The created model in the caretList() function will be expanded upon below.
m3_rf$bestTune mtry
2 4
m3_rf$results mtry RMSE Rsquared MAE RMSESD RsquaredSD MAESD
1 1 0.3775385 0.4826302 0.3374380 0.02060801 0.09242631 0.01665676
2 4 0.3646173 0.4676522 0.2763640 0.03392727 0.10313997 0.02512311
3 7 0.3698914 0.4515148 0.2747749 0.03669477 0.10852965 0.02648622
4 10 0.3731106 0.4415982 0.2734693 0.03849614 0.11112556 0.02852233
The model tuned for four performed the best.
m3_rf <- randomForest(HeartDisease ~ ., data = train_data)Warning in randomForest.default(m, y, ...): The response has five or fewer
unique values. Are you sure you want to do regression?
# Get variable importance
var_importance <- importance(m3_rf)
# Create a data frame with variable names and importance scores
var_importance_df <- data.frame(
Variable = rownames(var_importance),
Importance = var_importance[, 1] # Using MeanDecreaseGini
)
# Ordering the data frame by importance
var_importance_df <- var_importance_df[order(var_importance_df$Importance, decreasing = TRUE), ]
ggplot(var_importance_df, aes(x = reorder(Variable, Importance), y = Importance)) +
geom_bar(stat = "identity", fill = "#2E75B6") +
labs(x = "Predictor Variable", y = "Performance in Nodes", title = "Variable Importance Plot") +
theme_minimal() +
theme(axis.text.x = element_text(angle = 45, hjust = 1))
The Variable Importance Plots generated above shows the order of importance of each variable in the forest. Variables such as cholestoral, max heart rate, and exercised induced chest pain were among the most important variables. Variables such as gender, colored vessels in a fluoroscopy, as well as hypertrophy did not appear to have much importance.
Results
In conclusion, both the classification and regression models were able to predict heart disease and the chance of developing heart diseases about 50% of the time. The strongest Known-Nearest-Neighbor Model had a kappa of about .55. The fine-tuned random forest generated a mean R^2 value of about .46. These two outcomes are very close to random chance, as a coin flip of guessing if an individual has heart disease would result in a fifty fifty chance. Literature suggests that diagnosing an individual with heart disease is difficult. This is because, heart disease symptoms are not always straightforward. While chest pain (angina) is a common sign, some people experience atypical symptoms such as shortness of breath, pain in the neck, jaw, throat, upper belly area, or back, and numbness or weakness in the legs or arms, many of these symptoms are contributed to other diseases as well.

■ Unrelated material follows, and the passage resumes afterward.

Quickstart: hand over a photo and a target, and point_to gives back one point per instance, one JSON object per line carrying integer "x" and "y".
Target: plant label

Heart disease encompasses various conditions, including coronary artery disease, cardiomyopathy, and heart failure. Each type may present differently, making it harder to pinpoint the exact cause.
These factors explain why generating consistent models close to fifty percent accuracy is not as diminishing as it seems on paper. For future analysis, a larger data set would be more ideal, as machine learning usually suggests thousands of observations, and there were only 920. NA variables had to be replaced or else there would be only 268 observations to make models from. If there were variables in the dataset, such as smoking, or familial status with heart disease, that might also make classification and regression models perform stronger.